# European breakdown cover?



## dangerous (May 1, 2005)

We are taking our Winnebago to France next year, this will be the first trip abroad with the RV, but we have been before in a Kon-Tiki.
I have had no trouble getting breakdown cover for the Kon-Tiki, but an RV is a very different animal, has anybody any suggestions or can a good deal be recomended.
We are covered here with Green Flag through The Caravan Club, no size limit, not sure about France though.  :?: :?: :roll:


----------



## 98452 (Apr 2, 2006)

I am insured with TOWERGATE BAKER and for an extra £60 got full European *commercial* vehicle breakdown cover.

Guess why they got my business :wink: :wink:


----------



## Rapide561 (Oct 1, 2005)

*Breakdown*

Hi

Safeguard insurance includes euro breakdown cover - size and weight unlimited.
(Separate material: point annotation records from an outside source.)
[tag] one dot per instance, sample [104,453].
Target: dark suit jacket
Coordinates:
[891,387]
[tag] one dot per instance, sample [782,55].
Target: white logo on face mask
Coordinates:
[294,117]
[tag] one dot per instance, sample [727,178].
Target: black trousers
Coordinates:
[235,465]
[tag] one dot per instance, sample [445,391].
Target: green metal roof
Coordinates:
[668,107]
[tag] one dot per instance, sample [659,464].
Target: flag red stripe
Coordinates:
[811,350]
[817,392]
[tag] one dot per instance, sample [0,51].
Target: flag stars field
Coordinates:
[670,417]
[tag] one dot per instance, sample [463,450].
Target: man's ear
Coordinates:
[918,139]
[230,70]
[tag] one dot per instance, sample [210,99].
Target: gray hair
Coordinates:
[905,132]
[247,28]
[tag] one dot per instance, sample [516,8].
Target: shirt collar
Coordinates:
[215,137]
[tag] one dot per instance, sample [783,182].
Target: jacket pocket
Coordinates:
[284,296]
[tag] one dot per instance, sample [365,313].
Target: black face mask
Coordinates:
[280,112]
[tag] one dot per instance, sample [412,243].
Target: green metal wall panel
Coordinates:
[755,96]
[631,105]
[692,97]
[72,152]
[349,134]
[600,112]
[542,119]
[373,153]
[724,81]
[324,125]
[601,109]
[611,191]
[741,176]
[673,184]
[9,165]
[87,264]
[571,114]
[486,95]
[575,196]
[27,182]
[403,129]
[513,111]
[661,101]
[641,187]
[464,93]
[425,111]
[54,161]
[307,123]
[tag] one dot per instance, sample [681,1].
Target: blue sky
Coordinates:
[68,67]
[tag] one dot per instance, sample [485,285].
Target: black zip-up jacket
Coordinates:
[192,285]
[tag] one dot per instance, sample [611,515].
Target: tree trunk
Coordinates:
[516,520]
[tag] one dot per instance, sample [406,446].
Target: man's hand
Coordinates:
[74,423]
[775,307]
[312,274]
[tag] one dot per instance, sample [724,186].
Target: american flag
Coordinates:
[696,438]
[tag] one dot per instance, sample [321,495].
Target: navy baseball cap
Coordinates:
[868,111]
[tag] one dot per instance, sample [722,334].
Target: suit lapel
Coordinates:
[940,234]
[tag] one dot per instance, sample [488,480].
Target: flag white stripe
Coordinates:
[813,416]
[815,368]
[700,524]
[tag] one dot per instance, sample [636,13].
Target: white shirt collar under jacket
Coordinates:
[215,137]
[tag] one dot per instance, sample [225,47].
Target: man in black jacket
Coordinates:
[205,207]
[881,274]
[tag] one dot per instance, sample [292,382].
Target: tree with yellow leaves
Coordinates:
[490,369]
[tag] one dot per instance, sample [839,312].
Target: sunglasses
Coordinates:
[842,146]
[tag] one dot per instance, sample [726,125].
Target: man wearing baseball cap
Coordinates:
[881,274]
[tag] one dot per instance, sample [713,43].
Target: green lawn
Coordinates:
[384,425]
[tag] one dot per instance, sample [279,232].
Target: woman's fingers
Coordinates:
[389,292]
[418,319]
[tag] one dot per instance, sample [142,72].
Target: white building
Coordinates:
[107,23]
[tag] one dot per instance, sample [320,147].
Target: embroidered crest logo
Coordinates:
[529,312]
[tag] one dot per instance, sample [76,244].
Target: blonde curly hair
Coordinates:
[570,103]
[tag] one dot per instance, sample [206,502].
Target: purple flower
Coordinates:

Might be worth a thought if your renewal is due.

Russell


----------



## Duadua (Feb 16, 2006)

Hi Dangerous

We were steered towards the RAC, special Arrival scheme, through the Caravan and Camping Club. You can contact the RAC directly and ask for the Arrival scheme and quote your CCC mem. no. If you don't have one it may be worth joining in addition to the Caravan Club.

The Arrival scheme eliminates all weight, height and length restrictions for motorhomes for European use.

Best of Luck


----------



## 100734 (Aug 28, 2006)

Yes your caravan and camping cover with the RAC does cover you in France. Worth every peeny.
I had the misfortune of a gearbox failure on my Itasca Suncruiser. The recovery charges back from just outside Cherburg to Dudleys at Oxford cost in excess of £3000. 

Dave


----------